The venerable Tornado has seen a significant evolution over its time; from its initial use as an ultra low-level nuclear and unguided weapons bomber to an ISR-enabled precision strike and close support aircraft.
The Typhoon entered the RAF more than a decade ago as a classic air superiority fighter, but is now being asked to expand its effects and to subsume the Tornado missions.
The F-35B is entering the fleet as the Typhoon is making this transition.
This will mean that the RAF will be managing a double transition – Typhoon becoming multi-role and the F-35B operating off of land or ships to provide the fifth generation capability to the evolving RAF strike force.

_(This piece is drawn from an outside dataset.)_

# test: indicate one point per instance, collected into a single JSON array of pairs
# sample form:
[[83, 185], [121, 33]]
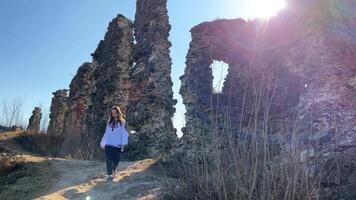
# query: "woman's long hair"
[[120, 115]]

The current crisis response for this urgency will have more effective capabilities available to it as the Royal Navy and Royal Air Force modernize. Or in other words, today’s strike validates the RAF modernization strategy.
My visit earlier this year to HMS Queen Elizabeth, the aircraft carrier being built in Scotland, and interviews with the Royal Navy and RAF, anticipated the current event and are incorporated in their thinking about the possible evolution of concepts of operations.
The F-35B launched from the carriers is part of the picture; the very significant C2 capabilities aboard the ship are another. With the carrier afloat, the RAF is looking to build synergy among the various land-based and carrier-based aircraft to generate combat effects.
As an RN officer put it: “The strike force could be commanded from the ship, from the ground or from the air. We are building flexible C2 in order to get maximum combat value from aircraft launched from the carrier.”
The F-35B as a flying combat system, capable of integrated air operations with every other F-35 flying in the combat area is a significant foundation for shaping what the Queen Elizabeth will do in combat.
The reach of the F-35Bs coming off of the Queen Elizabeth will be expanded by the range of the operational fleet of other F-35s and the data grid generated over the expanded battle space.
And leveraging what Typhoons will be able to do as they undergo their current weapons modernization program will only enhance the strike effects of an integrated air-sea combat air force.
Projected forward in time, one can envisage how this might operate. The Queen Elizabeth is in the Eastern Mediterranean and, with its integration with the other F-35Bs aboard USN-USM or Italian ships, the data coverage would be significant.
The Typhoons operating in Cyprus would have a forward controller and defense shield as well as with the F-35Bs target acquisition elements. The Typhoons could operate with “greater survivability and lethality,” as one RAF officer put it.
Fortune favors the prepared. Much like in the preparation for the Battle of Britain, the RAF is planning for tomorrow’s contingencies. Air Chief Marshal Sir Hugh Dowding was the architect of the approach that would defeat the Luftwaffe in the Battle of Britain. He is most remembered for his unwelcome task of telling Prime Minister Churchill that no more fighters would go to France to get destroyed in a losing cause; rather, they needed to be husbanded for the coming conflict, which would later be known as the Battle of Britain.
What Dowding understood, and the politicians did not, was that the con-ops shaped by design was crucial to mission success; and the fighters were the tip of the sword, not just silver bullets to be chewed up in fighter versus fighter battles.
Those fighters would be needed to kill bombers, primarily, and fighters, and they would operate from British soil and operate within a very clear strategic context, one that brought together elements of new technologies, and new ways of operating which had not yet been tested in battle.
Perhaps by chance, perhaps by fate, the new CO of RAF Lossiemouth, from which the Tornados and Typhoons launched today to join their mates on Cyprus, is a Typhoon and Spitfire pilot, who also has been a key officer in the F-35 transition. Fortune favors the prepared.